Time-step Mixup for Efficient Spiking Knowledge Transfer from Appearance to Event Domain
Yuqi Xie, Shuhan Ye, Yi Yu, Chong Wang, Qixin Zhang, Jiazhen Xu, Le Shen, Yuanbin Qian, Jiangbo Qian, Guoqi Li
TL;DR
This work tackles the challenge of transferring semantic knowledge from RGB appearance data to the event domain for spiking neural networks (SNNs) by introducing Time-step Mixup Knowledge Transfer (TMKT). TMKT leverages a two-stream, time-step mixing design to create a common representation space and employs domain-alignment (CKA-based), Modality-Aware Guidance (MAG), and Mixup Ratio Perception (MRP) losses to smooth cross-modal learning.
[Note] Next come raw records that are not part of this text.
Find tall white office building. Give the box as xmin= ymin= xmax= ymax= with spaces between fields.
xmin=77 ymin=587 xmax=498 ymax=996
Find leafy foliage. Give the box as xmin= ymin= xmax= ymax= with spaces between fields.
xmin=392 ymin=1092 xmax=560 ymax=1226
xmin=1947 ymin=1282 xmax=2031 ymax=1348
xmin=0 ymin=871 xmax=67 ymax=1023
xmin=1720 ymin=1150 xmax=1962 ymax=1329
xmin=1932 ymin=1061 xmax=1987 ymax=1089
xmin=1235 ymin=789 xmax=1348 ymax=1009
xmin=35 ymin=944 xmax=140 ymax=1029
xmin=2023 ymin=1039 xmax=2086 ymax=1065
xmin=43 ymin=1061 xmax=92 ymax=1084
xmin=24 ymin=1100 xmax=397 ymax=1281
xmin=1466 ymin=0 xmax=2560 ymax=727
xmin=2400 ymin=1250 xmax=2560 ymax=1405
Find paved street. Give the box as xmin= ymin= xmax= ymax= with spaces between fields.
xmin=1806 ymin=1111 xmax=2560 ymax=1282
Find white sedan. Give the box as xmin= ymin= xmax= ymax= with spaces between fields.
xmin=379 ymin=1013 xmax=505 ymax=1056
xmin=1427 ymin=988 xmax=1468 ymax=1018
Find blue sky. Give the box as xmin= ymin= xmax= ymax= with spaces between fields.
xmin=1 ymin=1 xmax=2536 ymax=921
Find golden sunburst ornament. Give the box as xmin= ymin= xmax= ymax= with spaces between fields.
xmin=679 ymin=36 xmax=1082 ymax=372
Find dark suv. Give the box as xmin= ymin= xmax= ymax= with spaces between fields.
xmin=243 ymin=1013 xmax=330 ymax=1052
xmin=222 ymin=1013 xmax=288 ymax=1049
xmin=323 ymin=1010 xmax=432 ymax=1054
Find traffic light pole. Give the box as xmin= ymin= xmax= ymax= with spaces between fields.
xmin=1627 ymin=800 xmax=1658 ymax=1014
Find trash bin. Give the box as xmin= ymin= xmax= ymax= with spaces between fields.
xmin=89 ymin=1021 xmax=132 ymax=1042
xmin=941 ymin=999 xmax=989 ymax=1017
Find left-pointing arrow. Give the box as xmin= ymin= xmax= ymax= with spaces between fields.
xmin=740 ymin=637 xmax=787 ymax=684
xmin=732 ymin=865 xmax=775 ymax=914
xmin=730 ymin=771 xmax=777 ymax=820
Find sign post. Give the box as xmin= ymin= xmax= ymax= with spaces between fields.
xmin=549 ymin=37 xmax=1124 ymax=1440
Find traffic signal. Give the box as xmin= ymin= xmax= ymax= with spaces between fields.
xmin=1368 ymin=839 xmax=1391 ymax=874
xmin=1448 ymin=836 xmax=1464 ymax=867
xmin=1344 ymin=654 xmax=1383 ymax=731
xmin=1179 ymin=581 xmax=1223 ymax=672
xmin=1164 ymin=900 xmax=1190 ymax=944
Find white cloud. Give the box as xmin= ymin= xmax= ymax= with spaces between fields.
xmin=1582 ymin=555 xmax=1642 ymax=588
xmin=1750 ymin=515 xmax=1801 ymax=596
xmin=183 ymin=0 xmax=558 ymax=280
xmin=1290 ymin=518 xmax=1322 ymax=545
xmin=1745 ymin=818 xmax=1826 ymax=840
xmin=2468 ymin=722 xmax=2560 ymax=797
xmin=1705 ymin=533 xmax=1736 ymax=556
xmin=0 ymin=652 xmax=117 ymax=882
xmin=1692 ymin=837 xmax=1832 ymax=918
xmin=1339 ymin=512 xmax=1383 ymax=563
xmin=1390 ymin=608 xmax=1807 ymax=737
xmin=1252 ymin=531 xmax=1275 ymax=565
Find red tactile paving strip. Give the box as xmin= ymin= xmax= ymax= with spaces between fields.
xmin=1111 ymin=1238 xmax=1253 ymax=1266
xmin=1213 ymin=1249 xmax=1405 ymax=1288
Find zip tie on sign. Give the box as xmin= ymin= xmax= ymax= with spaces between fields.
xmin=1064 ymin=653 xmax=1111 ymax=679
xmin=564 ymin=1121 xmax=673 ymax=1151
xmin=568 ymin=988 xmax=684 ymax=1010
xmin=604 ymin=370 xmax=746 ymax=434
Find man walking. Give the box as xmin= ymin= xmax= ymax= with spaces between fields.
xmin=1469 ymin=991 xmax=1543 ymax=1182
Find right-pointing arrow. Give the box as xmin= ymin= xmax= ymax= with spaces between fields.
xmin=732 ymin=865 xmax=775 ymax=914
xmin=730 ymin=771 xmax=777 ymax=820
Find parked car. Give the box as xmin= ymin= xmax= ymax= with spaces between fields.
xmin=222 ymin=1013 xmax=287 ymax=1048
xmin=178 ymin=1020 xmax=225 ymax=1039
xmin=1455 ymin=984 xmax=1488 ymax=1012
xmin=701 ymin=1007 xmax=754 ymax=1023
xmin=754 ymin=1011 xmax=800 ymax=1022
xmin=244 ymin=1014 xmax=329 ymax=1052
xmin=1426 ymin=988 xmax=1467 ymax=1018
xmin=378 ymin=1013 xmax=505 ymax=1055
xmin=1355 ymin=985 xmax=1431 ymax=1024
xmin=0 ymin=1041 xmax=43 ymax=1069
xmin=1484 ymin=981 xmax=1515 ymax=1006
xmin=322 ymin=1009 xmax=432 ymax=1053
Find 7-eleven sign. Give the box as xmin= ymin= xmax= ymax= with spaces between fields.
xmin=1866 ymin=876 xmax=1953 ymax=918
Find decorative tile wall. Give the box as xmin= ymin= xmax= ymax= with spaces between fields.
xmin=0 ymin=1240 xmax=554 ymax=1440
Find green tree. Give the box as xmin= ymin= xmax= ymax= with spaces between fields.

Experiments on N-Caltech101, CEP-DVS, and N-Omniglot demonstrate state-of-the-art or strong competitive performance, with ablations showing substantial gains from time-step mixing and the auxiliary losses. The approach yields better cross-modal interpretability and convergence, highlighting the practical potential of TMKT for energy-efficient, cross-modal SNN vision tasks.
Abstract
The integration of event cameras and spiking neural networks holds great promise for energy-efficient visual processing. However, the limited availability of event data and the sparse nature of DVS outputs pose challenges for effective training. Although some prior work has attempted to transfer semantic knowledge from RGB datasets to DVS, they often overlook the significant distribution gap between the two modalities. In this paper, we propose Time-step Mixup knowledge transfer (TMKT), a novel fine-grained mixing strategy that exploits the asynchronous nature of SNNs by interpolating RGB and DVS inputs at various time-steps. To enable label mixing in cross-modal scenarios, we further introduce modality-aware auxiliary learning objectives. These objectives support the time-step mixup process and enhance the model's ability to discriminate effectively across different modalities. Our approach enables smoother knowledge transfer, alleviates modality shift during training, and achieves superior performance in spiking image classification tasks. Extensive experiments demonstrate the effectiveness of our method across multiple datasets. The code will be released after the double-blind review process.